Student Projects ‒ ML4ED ‐ EPFL

On this page you can find our offerings for Master’s Projects and Master and Bachelor Research Projects in the realm of data mining and machine learning for (vocational) education ecosystems for the autumn semester 2026. Please note that this list of projects is not exhaustive and will be updated over the coming days with further exciting projects.

Last update: 29.04.2026

How to apply

Please apply via our student project application form. You will need to specify which project(s) you are interested in, why you are interested and if you have any relevant experience in this area. To access the form, you need to log in with your EPFL email address. If you would like to receive more information on our research, do not hesitate to contact us!
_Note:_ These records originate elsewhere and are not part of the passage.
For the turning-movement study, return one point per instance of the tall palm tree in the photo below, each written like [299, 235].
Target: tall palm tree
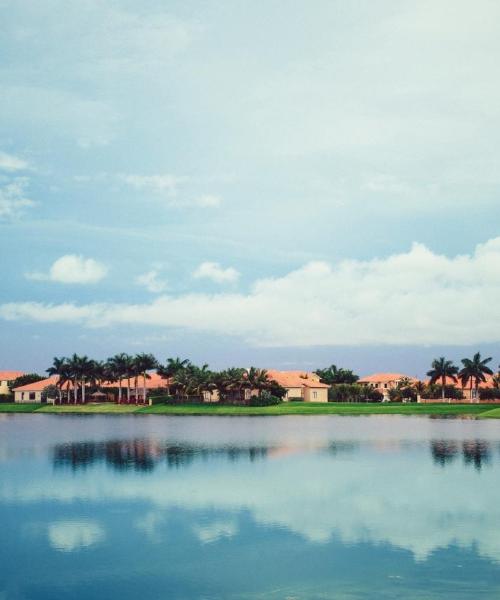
[74, 374]
[474, 370]
[84, 369]
[60, 368]
[144, 363]
[172, 367]
[442, 369]
[258, 379]
[119, 364]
Students who are interested in doing a project are encouraged to have a look at the Thesis & Project Guidelines, where you will gain an understanding about what can be expected of us and what we expect from students.

The student project application form will remain open for submissions until the late deadline of 15 August 2026. Applications will be reviewed on a on-going basis, so we strongly encourage you to apply as soon as possible. Early applicants will be considered starting in calendar week 21, with the early deadline set for 14 May 2026:

Early deadline (first round): 14.05.2026
First contact with supervisors: 18.05.2026 – 24.05.2026
Late deadline: 15.08.2026

External students: Non EPFL students are kindly requested to get in touch with the project(s) supervisors by e-mail.

Please, note that the list of topics below is not exclusive. In case you have other ideas or proposals, you are welcome to contact a senior member of the lab and talk about possibilities for a tailor-made topic.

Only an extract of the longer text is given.